SCS-4: Comparative Legal Thought and Practice in the Graeco-Roman World and Early China

  In-Person   SCS Session   Panel


Zhengyuan Zhang, University of California, Berkeley


John Weisweiler, Ludwig Maximilian University of Munich


Zhengyuan Zhang, University of California, Berkeley


The last decade or so has witnessed a proliferation of scholarship on comparative pre-modern empires. Thanks to this, an increasing number of ancient historians have grown accustomed to studying the Graeco-Roman world with other pre-modern empires in mind as reference points. As they do so, they begin to realize that certain phenomena once considered to characterize the world they study are in fact features shared by many other pre-modern empires.

Despite its fruitful results, the current comparative scholarship has not yet fully realized the considerable potentials of this approach. Many comparative volumes have contented themselves with bringing specialists of different empires to write a chapter on their respective area, without trying to engage them in real work of comparison.

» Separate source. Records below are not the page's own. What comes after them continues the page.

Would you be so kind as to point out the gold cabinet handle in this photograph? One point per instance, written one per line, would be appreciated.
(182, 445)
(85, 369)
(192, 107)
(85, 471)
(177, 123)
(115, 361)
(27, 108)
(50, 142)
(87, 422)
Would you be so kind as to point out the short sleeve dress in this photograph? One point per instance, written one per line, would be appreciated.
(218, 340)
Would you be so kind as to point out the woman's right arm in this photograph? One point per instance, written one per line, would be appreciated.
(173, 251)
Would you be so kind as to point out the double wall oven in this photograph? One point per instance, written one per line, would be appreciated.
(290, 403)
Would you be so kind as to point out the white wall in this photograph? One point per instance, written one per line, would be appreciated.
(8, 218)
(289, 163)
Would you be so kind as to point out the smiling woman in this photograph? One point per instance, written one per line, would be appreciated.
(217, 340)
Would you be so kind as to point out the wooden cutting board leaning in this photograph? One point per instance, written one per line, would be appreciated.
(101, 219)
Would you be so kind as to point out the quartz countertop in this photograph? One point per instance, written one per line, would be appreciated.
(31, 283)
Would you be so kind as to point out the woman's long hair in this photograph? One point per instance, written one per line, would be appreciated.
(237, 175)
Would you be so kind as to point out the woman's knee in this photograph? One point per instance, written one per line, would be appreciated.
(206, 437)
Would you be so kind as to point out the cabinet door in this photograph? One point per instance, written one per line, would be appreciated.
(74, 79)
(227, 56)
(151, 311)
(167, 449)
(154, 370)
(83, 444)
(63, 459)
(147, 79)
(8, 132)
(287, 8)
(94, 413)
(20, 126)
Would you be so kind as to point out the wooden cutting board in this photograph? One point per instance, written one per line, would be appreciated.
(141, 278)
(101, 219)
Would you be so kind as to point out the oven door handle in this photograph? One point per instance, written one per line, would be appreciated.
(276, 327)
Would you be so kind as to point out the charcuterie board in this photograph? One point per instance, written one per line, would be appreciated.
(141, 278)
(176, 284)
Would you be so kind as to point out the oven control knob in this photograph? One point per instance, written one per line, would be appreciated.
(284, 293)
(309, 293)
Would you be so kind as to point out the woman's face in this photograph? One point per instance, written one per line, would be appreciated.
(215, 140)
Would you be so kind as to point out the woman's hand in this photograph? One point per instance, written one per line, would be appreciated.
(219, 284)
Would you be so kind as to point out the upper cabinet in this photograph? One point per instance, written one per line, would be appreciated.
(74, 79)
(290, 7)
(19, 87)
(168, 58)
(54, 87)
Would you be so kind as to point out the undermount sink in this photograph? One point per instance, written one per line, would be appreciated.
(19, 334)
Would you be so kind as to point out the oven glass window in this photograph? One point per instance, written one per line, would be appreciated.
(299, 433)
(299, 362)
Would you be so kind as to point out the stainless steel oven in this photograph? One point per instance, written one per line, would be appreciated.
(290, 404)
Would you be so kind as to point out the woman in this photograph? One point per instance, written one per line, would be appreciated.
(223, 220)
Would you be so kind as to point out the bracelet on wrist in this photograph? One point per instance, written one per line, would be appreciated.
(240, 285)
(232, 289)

Moreover, thanks to these comparative volumes as well as the numerous handbooks and companions, the Graeco-Roman world has come to be relative well-explained to outsiders of the field. The same cannot be said for many other pre-modern empires, such as those of early China.

The continuous discovery of massive quantities of bamboo and wooden slips in the past fifty years has revolutionized our understanding of every aspect of Chinese history for the period 300 BC–AD 300. The significance of these discoveries is far from being fully appreciated even by specialists, and still less by outsiders. This makes it all the more pressing to bring specialists of early China into dialogue with their counterparts of the Graeco-Roman world, and indeed those of other ancient empires as well.

This panel brings four historians of the Graeco-Roman world and three historians of early China into conversation. All of them have received training in both fields.